L-Octahydroindole-2-Carboxylic Acid has moved from obscure specialty to mainstream research tool. The story behind this compound reflects broader changes across chemistry and biotechnology: an era where stability, precision, and creative molecular design trump simple cost and convenience. Looking back at older approaches—where only the simplest amino acids were considered out of habit—not only limited possibilities, but left researchers blind to what was achievable.

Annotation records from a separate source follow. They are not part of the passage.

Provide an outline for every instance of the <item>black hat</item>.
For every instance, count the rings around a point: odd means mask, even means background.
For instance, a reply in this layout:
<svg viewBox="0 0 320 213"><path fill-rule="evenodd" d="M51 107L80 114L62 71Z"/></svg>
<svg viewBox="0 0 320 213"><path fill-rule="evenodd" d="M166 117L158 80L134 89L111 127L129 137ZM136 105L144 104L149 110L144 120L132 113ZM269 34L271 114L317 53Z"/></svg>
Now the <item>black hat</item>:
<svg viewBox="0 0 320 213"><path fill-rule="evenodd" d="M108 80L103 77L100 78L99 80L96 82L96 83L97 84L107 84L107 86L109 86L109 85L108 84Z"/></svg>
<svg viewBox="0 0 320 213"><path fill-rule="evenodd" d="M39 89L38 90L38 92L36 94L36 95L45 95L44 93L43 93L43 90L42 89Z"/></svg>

Experience and published data both highlight the edge offered by cyclic beta-amino acids. By lending toughness, three-dimensionality, and specificity to peptides and small molecules, HICA marks a practical step forward. My own work, combined with published advances, illustrates how embracing new chemistry means creating space for innovation: better drugs, smarter sensors, stronger materials, and more resilient biomolecules.
Curiosity and the willingness to try something a bit more advanced now drives advances in chemical biology and drug development. L-Octahydroindole-2-Carboxylic Acid stands as one of those rare cases where stepping off the beaten path promises tangible rewards—ones validated through rigorous testing, real-world application, and the growing trust of an international scientific community. Each cycle of discovery and improvement keeps pushing the frontiers outward, reminding us just how much potential a single new building block can unlock.